Art. 66   Recouvrement des frais judiciaires
  1.   En règle générale, les frais judiciaires sont mis à la charge de la partie qui succombe. Si les circonstances le justifient, le Tribunal fédéral peut les répartir autrement ou renoncer à les mettre à la charge des parties.
  2.   Si une affaire est liquidée par un désistement ou une transaction, les frais judiciaires peuvent être réduits ou remis.
  3.   Les frais causés inutilement sont supportés par celui qui les a engendrés.
  4.   En règle générale, la Confédération, les cantons, les communes et les organisations chargées de tâches de droit public ne peuvent se voir imposer de frais judiciaires s'ils s'adressent au Tribunal fédéral dans l'exercice de leurs attributions officielles sans que leur intérêt patrimonial soit en cause ou si leurs décisions font l'objet d'un recours.
  5.   Sauf disposition contraire, les frais judiciaires mis conjointement à la charge de plusieurs personnes sont supportés par elles à parts égales et solidairement.
RFPPF 10
RS 173.713.162 RFPPF Règlement du Tribunal pénal fédéral du 31 août 2010 sur les frais, émoluments, dépens et indemnités de la procédure pénale fédérale (RFPPF)

Art. 10  
  Les dispositions prévues pour la défense d'office s'appliquent également au calcul de l'indemnité des prévenus acquittés totalement ou partiellement, à la défense privée, ainsi qu'à la partie plaignante ayant obtenu gain de cause, en tout ou en partie, ou à des tiers selon l'art. 434 CPP [1].
 
[1] RS 312.0
RFPPF 12
RS 173.713.162 RFPPF Règlement du Tribunal pénal fédéral du 31 août 2010 sur les frais, émoluments, dépens et indemnités de la procédure pénale fédérale (RFPPF)

Art. 12   Honoraires
  1.   Les honoraires sont fixés en fonction du temps effectivement consacré à la cause et nécessaire à la défense de la partie représentée.

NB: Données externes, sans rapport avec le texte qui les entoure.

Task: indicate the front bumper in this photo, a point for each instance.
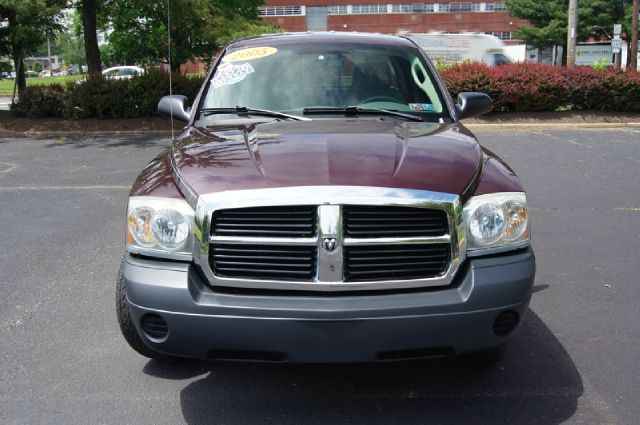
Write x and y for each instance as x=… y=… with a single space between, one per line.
x=354 y=327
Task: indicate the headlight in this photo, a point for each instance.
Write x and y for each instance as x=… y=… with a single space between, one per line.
x=160 y=227
x=496 y=221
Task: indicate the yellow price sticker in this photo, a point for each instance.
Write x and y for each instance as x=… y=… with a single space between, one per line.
x=250 y=54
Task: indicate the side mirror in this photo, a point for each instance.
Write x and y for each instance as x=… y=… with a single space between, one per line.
x=175 y=105
x=473 y=104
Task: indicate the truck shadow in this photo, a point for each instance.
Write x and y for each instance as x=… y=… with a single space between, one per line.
x=535 y=383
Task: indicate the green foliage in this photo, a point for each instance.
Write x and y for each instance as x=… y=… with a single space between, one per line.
x=198 y=29
x=601 y=64
x=549 y=19
x=532 y=88
x=40 y=102
x=101 y=98
x=29 y=23
x=5 y=66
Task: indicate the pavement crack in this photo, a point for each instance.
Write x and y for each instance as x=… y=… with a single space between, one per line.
x=96 y=187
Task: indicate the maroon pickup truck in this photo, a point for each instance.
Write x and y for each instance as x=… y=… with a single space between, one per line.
x=325 y=204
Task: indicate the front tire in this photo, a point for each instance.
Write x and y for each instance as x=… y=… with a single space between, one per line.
x=127 y=327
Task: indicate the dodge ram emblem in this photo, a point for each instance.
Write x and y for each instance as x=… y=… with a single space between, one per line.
x=329 y=244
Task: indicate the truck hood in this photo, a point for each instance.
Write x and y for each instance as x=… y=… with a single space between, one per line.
x=255 y=154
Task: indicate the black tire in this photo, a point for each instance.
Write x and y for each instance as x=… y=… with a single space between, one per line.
x=485 y=358
x=128 y=328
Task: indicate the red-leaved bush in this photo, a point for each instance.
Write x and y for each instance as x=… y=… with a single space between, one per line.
x=530 y=87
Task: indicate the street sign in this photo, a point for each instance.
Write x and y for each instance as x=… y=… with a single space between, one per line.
x=616 y=45
x=617 y=29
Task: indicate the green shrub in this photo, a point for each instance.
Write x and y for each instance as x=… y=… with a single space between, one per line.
x=531 y=87
x=101 y=98
x=41 y=101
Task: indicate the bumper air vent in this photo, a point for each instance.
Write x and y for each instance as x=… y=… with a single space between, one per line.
x=154 y=326
x=506 y=322
x=390 y=221
x=278 y=262
x=395 y=262
x=283 y=221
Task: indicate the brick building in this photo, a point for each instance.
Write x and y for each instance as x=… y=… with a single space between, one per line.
x=392 y=16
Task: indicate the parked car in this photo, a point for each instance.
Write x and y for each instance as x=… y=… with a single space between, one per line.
x=122 y=72
x=324 y=203
x=452 y=48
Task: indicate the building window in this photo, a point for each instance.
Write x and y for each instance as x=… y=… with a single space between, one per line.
x=496 y=7
x=401 y=8
x=337 y=10
x=460 y=7
x=412 y=8
x=368 y=9
x=280 y=10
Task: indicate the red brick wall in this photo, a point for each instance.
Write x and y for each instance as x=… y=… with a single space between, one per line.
x=391 y=23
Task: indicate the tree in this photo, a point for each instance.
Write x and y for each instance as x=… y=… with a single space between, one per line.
x=28 y=24
x=198 y=28
x=548 y=20
x=90 y=31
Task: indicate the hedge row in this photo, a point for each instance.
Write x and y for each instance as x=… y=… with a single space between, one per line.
x=532 y=87
x=517 y=87
x=101 y=98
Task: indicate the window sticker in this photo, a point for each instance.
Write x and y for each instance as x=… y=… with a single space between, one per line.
x=228 y=73
x=249 y=54
x=422 y=107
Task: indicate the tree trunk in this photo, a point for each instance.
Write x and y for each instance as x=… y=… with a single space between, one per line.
x=90 y=31
x=20 y=72
x=16 y=51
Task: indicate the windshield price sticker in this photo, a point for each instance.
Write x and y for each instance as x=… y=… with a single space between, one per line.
x=228 y=74
x=250 y=54
x=428 y=107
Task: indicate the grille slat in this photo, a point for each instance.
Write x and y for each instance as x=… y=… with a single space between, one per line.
x=265 y=262
x=396 y=262
x=364 y=221
x=282 y=221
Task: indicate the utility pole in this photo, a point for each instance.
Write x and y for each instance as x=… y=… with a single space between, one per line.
x=572 y=33
x=634 y=36
x=49 y=56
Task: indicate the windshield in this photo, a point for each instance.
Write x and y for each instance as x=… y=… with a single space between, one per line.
x=295 y=77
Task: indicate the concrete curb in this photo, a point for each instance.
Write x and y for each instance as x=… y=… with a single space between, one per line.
x=550 y=126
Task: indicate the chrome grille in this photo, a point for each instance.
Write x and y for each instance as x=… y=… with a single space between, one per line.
x=329 y=238
x=289 y=221
x=395 y=262
x=372 y=221
x=263 y=262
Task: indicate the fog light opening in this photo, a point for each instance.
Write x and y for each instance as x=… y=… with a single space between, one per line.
x=506 y=322
x=154 y=327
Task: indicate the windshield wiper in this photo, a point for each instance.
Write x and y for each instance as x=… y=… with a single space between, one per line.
x=252 y=111
x=356 y=110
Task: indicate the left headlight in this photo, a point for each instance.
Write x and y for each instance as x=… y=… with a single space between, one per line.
x=160 y=227
x=496 y=222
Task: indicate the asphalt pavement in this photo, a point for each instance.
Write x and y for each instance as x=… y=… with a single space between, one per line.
x=62 y=206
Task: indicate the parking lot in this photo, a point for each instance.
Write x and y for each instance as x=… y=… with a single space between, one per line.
x=62 y=205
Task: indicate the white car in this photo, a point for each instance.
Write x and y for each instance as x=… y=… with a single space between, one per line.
x=122 y=72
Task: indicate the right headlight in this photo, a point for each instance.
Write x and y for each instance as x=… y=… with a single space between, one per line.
x=160 y=227
x=496 y=222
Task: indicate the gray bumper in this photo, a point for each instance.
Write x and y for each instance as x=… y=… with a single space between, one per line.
x=332 y=328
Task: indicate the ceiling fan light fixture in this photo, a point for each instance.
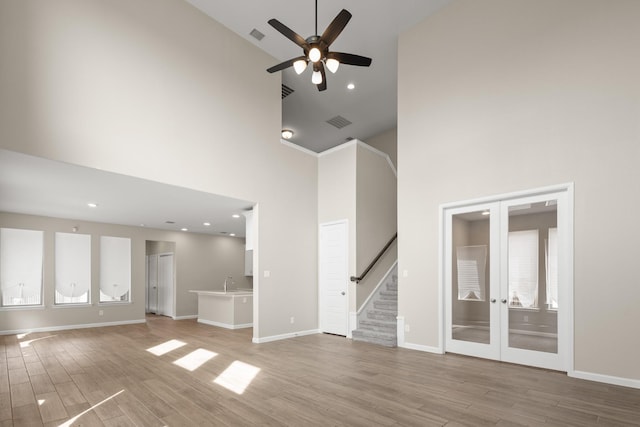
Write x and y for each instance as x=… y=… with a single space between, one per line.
x=316 y=78
x=314 y=54
x=332 y=64
x=299 y=66
x=287 y=134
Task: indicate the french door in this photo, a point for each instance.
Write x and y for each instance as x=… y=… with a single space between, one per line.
x=507 y=279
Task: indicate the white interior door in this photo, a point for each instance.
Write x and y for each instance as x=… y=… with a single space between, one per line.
x=334 y=277
x=165 y=285
x=507 y=279
x=152 y=284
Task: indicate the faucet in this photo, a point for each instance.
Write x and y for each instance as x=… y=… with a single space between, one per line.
x=227 y=279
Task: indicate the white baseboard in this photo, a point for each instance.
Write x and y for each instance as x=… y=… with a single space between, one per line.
x=419 y=347
x=608 y=379
x=353 y=323
x=285 y=336
x=191 y=316
x=69 y=327
x=225 y=325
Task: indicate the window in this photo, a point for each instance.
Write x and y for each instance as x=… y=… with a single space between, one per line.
x=73 y=268
x=115 y=269
x=21 y=267
x=552 y=268
x=471 y=262
x=523 y=269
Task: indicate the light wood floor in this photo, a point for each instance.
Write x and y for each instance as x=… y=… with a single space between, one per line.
x=106 y=376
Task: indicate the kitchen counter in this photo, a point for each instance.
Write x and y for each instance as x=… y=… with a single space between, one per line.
x=231 y=309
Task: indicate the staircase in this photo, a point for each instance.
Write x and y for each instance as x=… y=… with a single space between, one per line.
x=378 y=324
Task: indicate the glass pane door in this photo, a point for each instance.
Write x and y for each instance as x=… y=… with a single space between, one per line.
x=472 y=315
x=506 y=275
x=531 y=259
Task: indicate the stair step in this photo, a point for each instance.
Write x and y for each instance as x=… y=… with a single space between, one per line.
x=385 y=315
x=378 y=326
x=389 y=295
x=387 y=340
x=386 y=305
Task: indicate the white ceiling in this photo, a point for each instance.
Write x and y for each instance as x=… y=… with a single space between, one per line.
x=373 y=32
x=36 y=186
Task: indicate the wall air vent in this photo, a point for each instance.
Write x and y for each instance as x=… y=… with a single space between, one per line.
x=256 y=34
x=339 y=122
x=286 y=91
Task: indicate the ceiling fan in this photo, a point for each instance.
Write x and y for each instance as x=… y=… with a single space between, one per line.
x=316 y=50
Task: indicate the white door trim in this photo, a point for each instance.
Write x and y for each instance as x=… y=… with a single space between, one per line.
x=568 y=324
x=321 y=297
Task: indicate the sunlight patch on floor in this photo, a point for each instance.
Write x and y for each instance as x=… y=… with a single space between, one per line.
x=24 y=344
x=71 y=421
x=195 y=359
x=237 y=376
x=166 y=347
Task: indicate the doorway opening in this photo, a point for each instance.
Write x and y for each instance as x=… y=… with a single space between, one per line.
x=160 y=278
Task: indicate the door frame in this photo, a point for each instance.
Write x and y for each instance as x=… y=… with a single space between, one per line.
x=321 y=297
x=172 y=286
x=568 y=247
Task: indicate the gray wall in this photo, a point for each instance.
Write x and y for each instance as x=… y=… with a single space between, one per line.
x=157 y=90
x=201 y=262
x=387 y=142
x=376 y=218
x=500 y=96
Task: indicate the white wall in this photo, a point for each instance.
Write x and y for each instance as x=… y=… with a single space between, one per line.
x=504 y=95
x=156 y=89
x=337 y=198
x=201 y=262
x=357 y=183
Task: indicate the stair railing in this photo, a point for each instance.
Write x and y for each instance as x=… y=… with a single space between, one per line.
x=375 y=260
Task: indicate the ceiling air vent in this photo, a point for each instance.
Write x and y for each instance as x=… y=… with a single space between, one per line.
x=256 y=34
x=339 y=122
x=286 y=91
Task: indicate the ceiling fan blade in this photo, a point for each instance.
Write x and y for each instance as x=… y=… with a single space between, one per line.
x=335 y=28
x=285 y=64
x=322 y=86
x=289 y=33
x=350 y=59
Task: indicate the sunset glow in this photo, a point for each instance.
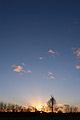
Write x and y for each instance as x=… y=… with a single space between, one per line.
x=40 y=52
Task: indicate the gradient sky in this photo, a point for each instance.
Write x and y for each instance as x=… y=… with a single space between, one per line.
x=40 y=51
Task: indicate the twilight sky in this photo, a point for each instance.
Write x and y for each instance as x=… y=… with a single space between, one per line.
x=40 y=51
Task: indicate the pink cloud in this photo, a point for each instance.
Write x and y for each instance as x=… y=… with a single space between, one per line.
x=28 y=71
x=77 y=67
x=41 y=58
x=23 y=64
x=51 y=51
x=49 y=73
x=18 y=69
x=14 y=66
x=76 y=51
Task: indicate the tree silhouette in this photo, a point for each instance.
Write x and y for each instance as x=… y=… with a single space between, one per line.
x=51 y=103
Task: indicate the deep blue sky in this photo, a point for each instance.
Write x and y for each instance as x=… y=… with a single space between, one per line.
x=42 y=38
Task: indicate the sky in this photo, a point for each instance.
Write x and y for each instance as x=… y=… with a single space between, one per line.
x=40 y=51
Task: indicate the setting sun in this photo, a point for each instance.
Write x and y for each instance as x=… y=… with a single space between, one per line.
x=39 y=107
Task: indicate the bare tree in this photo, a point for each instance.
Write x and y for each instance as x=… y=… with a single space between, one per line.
x=51 y=103
x=71 y=109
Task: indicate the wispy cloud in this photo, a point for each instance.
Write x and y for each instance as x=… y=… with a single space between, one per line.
x=51 y=51
x=77 y=67
x=41 y=58
x=50 y=75
x=76 y=51
x=18 y=69
x=23 y=64
x=28 y=71
x=14 y=66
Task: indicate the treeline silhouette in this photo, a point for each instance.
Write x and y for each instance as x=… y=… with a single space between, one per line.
x=50 y=108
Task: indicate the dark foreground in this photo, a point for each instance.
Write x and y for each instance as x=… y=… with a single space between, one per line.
x=39 y=116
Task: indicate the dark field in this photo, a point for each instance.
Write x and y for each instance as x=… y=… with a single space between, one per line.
x=38 y=116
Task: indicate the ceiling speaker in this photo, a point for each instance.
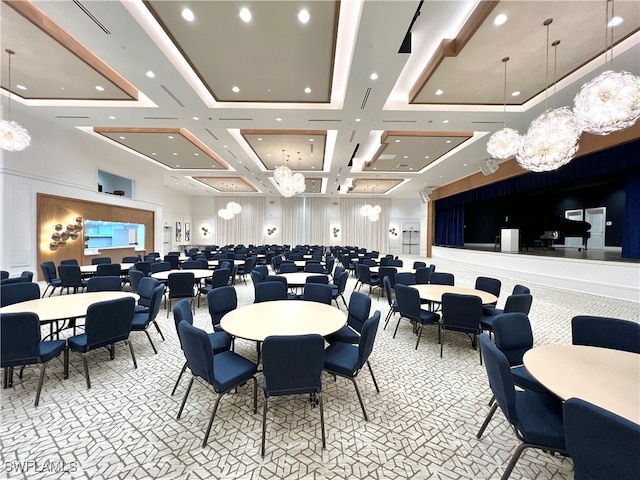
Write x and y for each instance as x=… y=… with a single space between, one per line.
x=489 y=166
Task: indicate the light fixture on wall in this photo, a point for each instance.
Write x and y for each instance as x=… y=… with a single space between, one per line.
x=552 y=139
x=611 y=101
x=504 y=143
x=13 y=136
x=61 y=235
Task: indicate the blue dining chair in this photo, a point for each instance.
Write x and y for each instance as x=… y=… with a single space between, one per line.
x=292 y=365
x=223 y=372
x=21 y=345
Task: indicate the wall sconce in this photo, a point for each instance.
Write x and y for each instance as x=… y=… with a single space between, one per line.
x=59 y=237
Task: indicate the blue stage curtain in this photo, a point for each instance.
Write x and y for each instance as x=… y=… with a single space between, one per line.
x=450 y=226
x=631 y=232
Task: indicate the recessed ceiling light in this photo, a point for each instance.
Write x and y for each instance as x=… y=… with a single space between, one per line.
x=500 y=19
x=188 y=15
x=304 y=16
x=245 y=15
x=615 y=21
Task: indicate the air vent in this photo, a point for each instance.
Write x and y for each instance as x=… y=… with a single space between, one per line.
x=365 y=98
x=170 y=93
x=92 y=17
x=211 y=133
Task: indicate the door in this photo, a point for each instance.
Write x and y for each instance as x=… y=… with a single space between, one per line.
x=573 y=242
x=597 y=218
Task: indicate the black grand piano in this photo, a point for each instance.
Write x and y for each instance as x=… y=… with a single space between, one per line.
x=542 y=232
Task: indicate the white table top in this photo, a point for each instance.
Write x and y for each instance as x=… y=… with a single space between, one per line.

Le tarif horaire est de 200 francs au minimum et de 300 francs au maximum.
  2.   Lorsque l'avocat ne fait pas parvenir le décompte de ses prestations avant la clôture des débats ou dans le délai fixé par la direction de la procédure, ou encore, dans la procédure devant la Cour des plaintes, avec son unique ou sa dernière écriture, le montant des honoraires est fixé selon l'appréciation de la cour.
  3.   Le temps de déplacement est indemnisé à hauteur de la moitié du tarif horaire fixé à l'al. 1, le temps d'attente est indemnisé intégralement. [1]
 
[1] Introduit par le ch. I de l'O du TPF du 29 juil. 2025, en vigueur depuis le 1er janv. 2026 (RO 2025 500).
ROTPF 19
RS 173.713.161 ROTPF Règlement du 31 août 2010 sur l'organisation du Tribunal pénal fédéral (Règlement sur l'organisation du TPF, ROTPF) - Règlement sur l'organisation du TPF

Art. 19   ... [1]
  1.   La Cour des plaintes accomplit les tâches qui lui incombent en vertu des art. 37 et 65, al. 3, LOAP ou d'autres lois fédérales. [2]
  2.   ... [3]
  3.   La Cour des plaintes statue à trois juges sauf si la direction de la procédure est compétente. Elle peut statuer par voie de circulation s'il y a unanimité et que ni un juge, ni le greffier de la composition n'a requis de délibération. [4]
 
[1] Abrogé par le ch. I de l'O du TPF du 21 août 2018, avec effet au 1er janv. 2019 (RO 2018 4575).
[2] Nouvelle teneur selon le ch. I de l'O du 23 août 2011, en vigueur depuis le 1er janv. 2012 (RO 2011 4495).
[3] Abrogé par le ch. I de l'O du 23 août 2011, avec effet au 1er janv. 2012 (RO 2011 4495).
[4] Nouvelle teneur selon le ch. I de l'O du TPF du 22 juil. 2024, en vigueur depuis le 1er sept. 2024 (RO 2024 384).